In the top four rows of the table (blue), are the numbers in the bright-blue cells significantly higher than the numbers in the light-blue cells in the same rows?
In the next four rows of the table (pink), are the numbers in the bright-pink cells significantly higher than the numbers in the light-pink cells in the same rows?
In the next four rows of the table (yellow), are the numbers in the bright-yellow cells significantly higher than the numbers in the light-yellow cells in the same rows?
I suspect this is an ANOVA (analysis of variance) type of problem. But I'm pretty sure it would require more complicated analysis than the simple ANOVA described the new statistics textbook my author-colleague kindly gave me (probably to get me off his back with dumb statistics questions). Hmmm, maybe it would be possible to do a separate ANOVA on each group -- i.e. one for the blue data, one for the red data, and one for the yellow data.
My basic version of EXCEL doesn't have the statistics add-in needed for ANOVAs, and I can't even remember the name of the statistics/graphing package the lab owns (it's not installed on my computer). But I found an on-line applet to do two-way ANOVAs here ( I need two-way because I have two variables, the rows and the columns). So I pasted the data from the blue cells into the applet, with the following results.

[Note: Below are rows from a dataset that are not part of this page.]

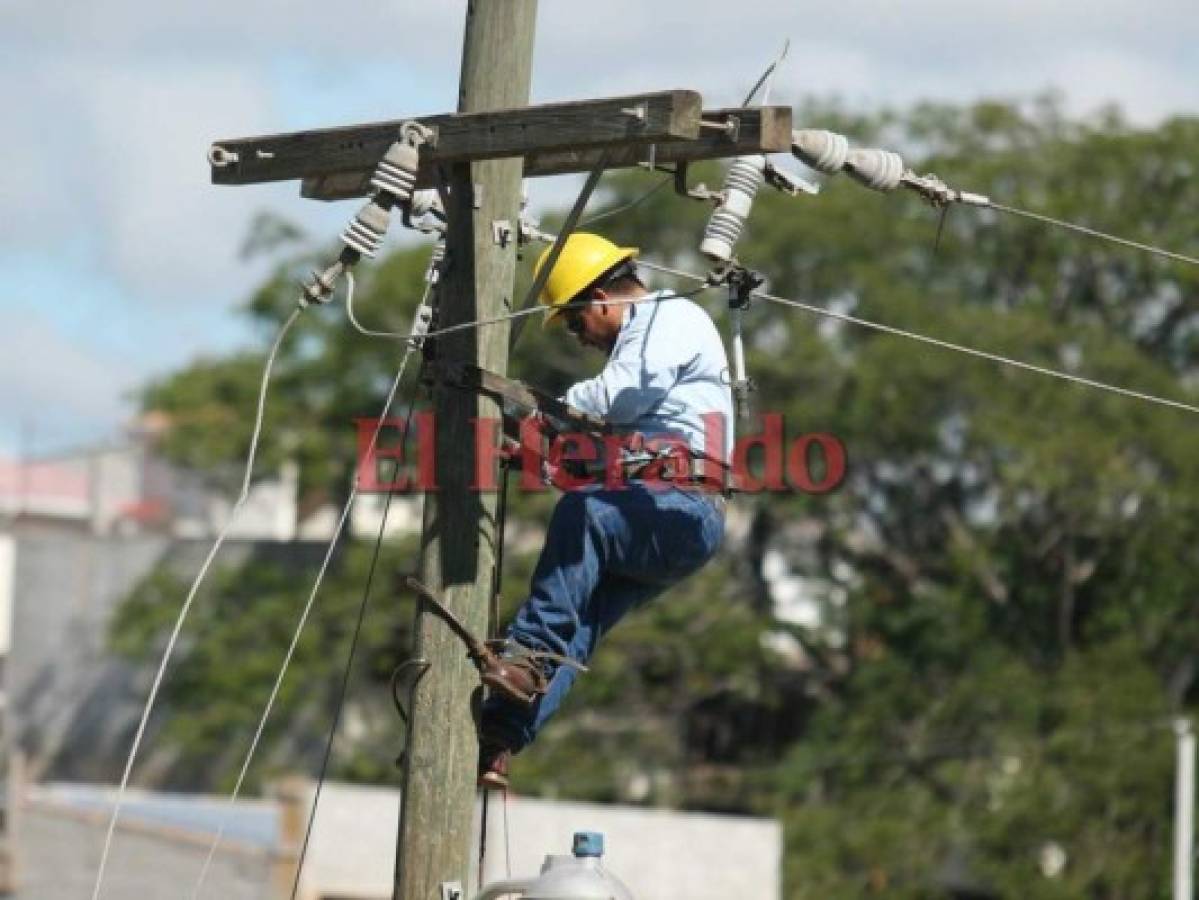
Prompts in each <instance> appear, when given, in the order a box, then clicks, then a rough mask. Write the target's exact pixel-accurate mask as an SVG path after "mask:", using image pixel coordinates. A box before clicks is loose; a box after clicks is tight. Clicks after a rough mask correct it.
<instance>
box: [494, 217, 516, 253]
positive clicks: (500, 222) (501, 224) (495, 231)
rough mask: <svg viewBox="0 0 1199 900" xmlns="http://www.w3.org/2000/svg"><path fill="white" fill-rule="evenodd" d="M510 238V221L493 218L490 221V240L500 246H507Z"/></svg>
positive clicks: (509, 239)
mask: <svg viewBox="0 0 1199 900" xmlns="http://www.w3.org/2000/svg"><path fill="white" fill-rule="evenodd" d="M511 240H512V223H511V222H508V221H507V219H495V221H493V222H492V241H494V242H495V243H496V244H498V246H500V247H507V246H508V241H511Z"/></svg>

"Conclusion on Treatments Effects: Very strong evidence against the null hypothesis." The null hypothesis is that all treatments (columns) gave the same results, so there are very significant differences between the data in the different columns (p=0.00058).
"Conclusion on Blocks Effects: Moderate evidence against the null hypothesis." The null hypothesis is that all blocks (rows) gave the same results, so there are moderately significant differences between the data in the different rows (p=0.011).

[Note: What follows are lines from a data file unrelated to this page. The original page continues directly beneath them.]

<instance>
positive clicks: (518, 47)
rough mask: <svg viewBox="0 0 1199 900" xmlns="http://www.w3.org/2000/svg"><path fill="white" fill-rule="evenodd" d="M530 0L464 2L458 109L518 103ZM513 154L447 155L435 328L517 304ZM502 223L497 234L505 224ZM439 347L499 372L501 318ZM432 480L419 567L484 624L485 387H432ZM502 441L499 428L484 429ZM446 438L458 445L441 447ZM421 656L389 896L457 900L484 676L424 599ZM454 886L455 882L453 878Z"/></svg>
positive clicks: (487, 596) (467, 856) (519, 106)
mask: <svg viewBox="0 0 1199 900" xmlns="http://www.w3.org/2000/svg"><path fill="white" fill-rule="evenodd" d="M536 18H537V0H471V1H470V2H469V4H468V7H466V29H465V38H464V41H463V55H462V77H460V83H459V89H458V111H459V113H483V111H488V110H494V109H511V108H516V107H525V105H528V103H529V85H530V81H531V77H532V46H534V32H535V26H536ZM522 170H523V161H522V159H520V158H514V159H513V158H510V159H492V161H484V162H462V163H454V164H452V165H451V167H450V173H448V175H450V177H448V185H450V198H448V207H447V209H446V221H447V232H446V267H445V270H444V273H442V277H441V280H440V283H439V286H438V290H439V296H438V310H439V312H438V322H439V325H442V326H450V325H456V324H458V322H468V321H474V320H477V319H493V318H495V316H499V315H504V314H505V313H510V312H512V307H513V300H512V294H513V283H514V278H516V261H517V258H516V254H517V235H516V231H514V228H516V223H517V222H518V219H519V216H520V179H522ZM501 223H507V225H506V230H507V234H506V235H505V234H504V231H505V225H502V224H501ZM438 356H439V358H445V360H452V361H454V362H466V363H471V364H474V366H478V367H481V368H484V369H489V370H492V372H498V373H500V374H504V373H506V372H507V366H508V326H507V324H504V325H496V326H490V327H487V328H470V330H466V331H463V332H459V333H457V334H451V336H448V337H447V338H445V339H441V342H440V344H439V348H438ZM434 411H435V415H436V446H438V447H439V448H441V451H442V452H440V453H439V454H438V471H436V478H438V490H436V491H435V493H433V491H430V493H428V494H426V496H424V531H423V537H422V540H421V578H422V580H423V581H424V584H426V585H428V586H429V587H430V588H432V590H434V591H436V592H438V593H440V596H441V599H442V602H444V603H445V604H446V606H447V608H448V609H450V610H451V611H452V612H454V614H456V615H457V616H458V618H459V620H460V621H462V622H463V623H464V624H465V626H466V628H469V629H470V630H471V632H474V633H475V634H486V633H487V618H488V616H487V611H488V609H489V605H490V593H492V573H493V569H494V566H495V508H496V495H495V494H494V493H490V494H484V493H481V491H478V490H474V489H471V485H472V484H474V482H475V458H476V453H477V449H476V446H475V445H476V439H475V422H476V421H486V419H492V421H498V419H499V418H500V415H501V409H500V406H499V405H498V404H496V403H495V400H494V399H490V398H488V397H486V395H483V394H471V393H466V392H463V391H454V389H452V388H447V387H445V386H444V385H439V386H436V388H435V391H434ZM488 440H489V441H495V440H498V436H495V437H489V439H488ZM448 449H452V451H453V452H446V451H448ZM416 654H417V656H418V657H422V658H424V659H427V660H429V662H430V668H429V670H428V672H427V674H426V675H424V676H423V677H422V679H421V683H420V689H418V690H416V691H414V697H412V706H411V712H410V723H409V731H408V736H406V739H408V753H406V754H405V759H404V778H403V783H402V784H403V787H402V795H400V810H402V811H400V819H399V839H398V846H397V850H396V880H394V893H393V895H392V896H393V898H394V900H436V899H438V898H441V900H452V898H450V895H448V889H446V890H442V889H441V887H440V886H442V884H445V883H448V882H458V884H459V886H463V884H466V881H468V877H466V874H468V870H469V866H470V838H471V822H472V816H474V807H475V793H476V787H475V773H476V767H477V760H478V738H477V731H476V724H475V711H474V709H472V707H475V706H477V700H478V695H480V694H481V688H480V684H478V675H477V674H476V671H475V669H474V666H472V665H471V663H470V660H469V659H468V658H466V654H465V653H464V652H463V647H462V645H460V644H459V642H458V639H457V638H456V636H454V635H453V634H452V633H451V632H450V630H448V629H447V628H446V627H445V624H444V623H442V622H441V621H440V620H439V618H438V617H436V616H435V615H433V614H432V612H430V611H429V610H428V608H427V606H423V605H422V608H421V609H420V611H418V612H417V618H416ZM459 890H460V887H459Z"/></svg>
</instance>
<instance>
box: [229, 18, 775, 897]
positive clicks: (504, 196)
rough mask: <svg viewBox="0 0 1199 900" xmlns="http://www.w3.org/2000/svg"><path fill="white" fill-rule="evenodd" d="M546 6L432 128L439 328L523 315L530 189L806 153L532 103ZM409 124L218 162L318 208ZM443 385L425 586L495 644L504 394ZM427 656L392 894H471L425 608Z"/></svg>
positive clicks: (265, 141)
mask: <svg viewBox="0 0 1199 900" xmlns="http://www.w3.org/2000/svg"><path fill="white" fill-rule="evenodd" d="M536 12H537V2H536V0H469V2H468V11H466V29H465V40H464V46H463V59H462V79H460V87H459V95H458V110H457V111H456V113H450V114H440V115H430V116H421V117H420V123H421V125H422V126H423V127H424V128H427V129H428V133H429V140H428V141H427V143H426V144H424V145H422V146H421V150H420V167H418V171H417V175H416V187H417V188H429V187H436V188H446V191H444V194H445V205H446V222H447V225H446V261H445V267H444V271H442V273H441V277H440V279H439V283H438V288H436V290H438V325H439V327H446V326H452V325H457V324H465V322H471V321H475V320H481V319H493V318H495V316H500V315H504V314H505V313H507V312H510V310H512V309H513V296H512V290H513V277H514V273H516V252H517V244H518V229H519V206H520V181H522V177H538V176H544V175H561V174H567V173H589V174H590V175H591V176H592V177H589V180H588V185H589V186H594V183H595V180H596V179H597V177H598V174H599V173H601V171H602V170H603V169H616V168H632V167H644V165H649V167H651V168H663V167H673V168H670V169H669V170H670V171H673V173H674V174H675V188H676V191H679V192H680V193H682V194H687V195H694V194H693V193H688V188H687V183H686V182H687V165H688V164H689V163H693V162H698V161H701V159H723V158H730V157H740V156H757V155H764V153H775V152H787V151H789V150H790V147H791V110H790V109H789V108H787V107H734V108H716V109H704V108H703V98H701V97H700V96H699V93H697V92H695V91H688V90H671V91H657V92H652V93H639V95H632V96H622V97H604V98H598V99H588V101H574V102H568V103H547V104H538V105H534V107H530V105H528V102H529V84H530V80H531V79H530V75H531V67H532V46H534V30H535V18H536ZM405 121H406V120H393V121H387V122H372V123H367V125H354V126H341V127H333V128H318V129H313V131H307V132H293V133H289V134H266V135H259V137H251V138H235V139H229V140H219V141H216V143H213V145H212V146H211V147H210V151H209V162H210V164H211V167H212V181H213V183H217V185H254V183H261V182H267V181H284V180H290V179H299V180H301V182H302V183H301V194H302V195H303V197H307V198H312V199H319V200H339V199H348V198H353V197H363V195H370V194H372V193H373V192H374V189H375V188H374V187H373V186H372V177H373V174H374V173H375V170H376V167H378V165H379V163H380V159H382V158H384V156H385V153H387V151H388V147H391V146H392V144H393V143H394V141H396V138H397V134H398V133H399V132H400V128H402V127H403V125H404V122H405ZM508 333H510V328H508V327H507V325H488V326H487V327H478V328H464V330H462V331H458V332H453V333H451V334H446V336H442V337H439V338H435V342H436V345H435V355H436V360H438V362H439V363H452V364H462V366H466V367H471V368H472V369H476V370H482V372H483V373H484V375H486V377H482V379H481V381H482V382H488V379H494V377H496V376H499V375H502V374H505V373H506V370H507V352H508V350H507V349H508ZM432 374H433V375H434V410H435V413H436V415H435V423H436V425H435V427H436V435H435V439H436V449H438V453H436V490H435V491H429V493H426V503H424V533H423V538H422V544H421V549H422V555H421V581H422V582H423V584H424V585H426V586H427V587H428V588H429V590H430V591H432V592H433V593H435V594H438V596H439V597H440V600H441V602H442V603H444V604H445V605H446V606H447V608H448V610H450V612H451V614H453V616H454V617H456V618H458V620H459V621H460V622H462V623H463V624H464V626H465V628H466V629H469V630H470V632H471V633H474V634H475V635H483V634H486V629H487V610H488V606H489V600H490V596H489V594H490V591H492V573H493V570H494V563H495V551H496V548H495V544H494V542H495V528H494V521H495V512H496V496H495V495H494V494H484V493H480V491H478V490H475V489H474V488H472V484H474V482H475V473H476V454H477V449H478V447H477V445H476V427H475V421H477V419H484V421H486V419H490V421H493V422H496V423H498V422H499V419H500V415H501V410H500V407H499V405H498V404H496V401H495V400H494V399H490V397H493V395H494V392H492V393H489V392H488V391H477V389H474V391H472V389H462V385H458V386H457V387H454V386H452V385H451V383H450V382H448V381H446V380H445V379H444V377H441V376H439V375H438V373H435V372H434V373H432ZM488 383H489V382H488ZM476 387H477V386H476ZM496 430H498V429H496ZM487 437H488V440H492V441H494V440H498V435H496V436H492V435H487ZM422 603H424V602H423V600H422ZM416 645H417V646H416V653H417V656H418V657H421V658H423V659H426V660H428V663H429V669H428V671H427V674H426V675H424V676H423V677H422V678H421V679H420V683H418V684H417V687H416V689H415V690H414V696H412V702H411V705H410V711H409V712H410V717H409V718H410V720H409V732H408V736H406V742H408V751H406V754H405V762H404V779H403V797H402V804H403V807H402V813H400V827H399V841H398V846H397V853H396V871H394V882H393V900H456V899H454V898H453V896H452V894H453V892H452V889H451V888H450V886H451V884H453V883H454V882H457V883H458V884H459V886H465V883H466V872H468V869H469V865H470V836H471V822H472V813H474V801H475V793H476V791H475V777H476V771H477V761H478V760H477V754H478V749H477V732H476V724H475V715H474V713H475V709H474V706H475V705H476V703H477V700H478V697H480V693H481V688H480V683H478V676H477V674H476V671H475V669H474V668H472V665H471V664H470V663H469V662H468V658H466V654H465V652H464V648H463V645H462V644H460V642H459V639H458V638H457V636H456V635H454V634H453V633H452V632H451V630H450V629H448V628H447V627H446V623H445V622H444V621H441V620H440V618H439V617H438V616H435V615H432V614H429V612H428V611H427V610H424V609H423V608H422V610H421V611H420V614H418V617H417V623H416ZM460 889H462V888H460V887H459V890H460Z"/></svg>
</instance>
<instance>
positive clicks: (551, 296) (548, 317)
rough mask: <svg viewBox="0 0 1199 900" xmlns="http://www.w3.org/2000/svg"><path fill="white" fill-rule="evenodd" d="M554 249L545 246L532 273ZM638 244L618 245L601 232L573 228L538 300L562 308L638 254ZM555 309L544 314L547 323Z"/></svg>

This is definitely the kind of information I want, so I guess I should find the lab's statistical/graphing package and find someone to show me how to use it to do ANOVAs properly.

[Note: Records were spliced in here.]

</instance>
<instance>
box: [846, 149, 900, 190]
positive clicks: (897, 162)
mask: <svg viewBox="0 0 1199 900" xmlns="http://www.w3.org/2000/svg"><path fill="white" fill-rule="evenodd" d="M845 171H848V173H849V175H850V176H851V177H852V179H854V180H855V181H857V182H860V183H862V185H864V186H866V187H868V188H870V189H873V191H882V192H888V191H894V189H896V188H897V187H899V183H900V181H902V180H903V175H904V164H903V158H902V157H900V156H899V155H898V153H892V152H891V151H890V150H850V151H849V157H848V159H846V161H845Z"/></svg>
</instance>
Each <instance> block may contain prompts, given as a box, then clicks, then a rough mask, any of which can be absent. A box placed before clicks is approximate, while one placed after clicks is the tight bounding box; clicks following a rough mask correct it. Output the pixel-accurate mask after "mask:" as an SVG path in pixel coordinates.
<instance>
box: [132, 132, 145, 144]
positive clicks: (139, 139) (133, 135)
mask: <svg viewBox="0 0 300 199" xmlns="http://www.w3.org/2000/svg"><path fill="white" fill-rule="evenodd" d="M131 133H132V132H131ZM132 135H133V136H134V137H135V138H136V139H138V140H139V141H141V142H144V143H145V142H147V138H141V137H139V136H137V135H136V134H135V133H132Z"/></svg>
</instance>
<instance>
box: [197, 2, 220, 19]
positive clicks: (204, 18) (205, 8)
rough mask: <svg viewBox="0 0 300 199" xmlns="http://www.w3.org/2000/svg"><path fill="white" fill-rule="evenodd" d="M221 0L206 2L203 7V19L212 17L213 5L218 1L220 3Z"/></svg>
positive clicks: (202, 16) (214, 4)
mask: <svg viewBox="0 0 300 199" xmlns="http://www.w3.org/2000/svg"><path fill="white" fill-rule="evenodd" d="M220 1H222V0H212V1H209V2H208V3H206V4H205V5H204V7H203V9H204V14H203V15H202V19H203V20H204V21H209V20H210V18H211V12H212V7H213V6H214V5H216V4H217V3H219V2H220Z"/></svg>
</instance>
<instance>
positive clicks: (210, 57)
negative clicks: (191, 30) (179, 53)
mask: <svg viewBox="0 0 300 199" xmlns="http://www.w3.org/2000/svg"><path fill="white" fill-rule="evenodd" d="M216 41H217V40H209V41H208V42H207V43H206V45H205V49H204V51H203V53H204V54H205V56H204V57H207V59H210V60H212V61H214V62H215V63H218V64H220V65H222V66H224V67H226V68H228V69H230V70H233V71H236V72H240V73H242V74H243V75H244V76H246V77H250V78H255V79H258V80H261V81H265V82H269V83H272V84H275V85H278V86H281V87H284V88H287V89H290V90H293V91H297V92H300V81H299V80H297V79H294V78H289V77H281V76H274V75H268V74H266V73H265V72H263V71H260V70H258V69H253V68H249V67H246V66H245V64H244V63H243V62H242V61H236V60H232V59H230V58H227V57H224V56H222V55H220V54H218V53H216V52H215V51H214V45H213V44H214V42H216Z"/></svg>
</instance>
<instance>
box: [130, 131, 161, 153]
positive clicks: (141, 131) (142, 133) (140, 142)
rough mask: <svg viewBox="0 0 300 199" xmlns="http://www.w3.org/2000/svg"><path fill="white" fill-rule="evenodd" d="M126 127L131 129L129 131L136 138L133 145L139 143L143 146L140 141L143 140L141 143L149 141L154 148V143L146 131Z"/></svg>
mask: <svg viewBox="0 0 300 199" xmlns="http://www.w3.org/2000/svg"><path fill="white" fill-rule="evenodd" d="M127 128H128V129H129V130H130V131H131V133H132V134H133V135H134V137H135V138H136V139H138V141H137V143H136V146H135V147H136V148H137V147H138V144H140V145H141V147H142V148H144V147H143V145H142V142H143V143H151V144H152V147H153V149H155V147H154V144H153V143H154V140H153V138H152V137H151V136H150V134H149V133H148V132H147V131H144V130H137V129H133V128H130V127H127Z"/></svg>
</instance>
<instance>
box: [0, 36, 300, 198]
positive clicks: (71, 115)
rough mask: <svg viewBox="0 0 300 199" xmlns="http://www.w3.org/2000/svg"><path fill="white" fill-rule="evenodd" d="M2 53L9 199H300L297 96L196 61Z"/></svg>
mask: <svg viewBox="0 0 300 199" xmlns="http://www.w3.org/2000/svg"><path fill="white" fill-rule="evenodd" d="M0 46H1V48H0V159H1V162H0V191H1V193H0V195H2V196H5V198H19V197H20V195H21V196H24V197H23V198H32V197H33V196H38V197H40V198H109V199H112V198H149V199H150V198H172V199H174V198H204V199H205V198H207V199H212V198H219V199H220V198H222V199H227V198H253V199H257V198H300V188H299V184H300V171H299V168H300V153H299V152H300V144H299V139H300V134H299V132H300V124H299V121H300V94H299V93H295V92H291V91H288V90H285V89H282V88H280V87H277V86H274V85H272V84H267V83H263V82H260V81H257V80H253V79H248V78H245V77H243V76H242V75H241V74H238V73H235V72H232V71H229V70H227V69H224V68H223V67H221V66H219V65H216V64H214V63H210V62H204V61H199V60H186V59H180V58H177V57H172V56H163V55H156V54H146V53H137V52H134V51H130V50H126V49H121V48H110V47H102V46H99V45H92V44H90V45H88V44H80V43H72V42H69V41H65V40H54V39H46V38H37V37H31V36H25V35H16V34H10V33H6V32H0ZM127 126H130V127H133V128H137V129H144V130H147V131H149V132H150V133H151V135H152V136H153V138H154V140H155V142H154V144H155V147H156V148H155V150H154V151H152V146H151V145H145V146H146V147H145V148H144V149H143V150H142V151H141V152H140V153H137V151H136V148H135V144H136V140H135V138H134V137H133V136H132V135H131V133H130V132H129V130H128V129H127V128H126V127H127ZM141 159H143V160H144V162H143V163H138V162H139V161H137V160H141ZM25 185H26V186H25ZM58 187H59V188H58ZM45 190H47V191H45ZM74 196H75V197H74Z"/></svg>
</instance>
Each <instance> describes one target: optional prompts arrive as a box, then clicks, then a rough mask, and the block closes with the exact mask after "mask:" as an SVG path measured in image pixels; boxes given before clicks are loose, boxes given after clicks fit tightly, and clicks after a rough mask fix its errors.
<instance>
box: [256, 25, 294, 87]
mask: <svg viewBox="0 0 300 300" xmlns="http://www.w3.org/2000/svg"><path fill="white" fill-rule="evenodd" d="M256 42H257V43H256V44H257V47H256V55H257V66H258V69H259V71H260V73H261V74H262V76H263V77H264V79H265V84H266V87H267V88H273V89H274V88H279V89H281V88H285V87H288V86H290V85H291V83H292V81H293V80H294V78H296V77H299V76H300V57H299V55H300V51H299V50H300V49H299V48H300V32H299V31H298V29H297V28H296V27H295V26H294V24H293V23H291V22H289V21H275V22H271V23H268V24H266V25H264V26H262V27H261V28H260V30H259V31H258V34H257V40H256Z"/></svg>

But this analysis doesn't let me see whether it's only the bright-blue column that's significantly different from the others. I guess I could repeat the analysis, leaving out the bright-blue data, and see if the others are not significantly different, but I'm sure there's a better way to do this. After I play around with our statistical/graphing package for a bit, I might be knowledgeable enough to go ask my colleague for help without embarrassing myself too badly.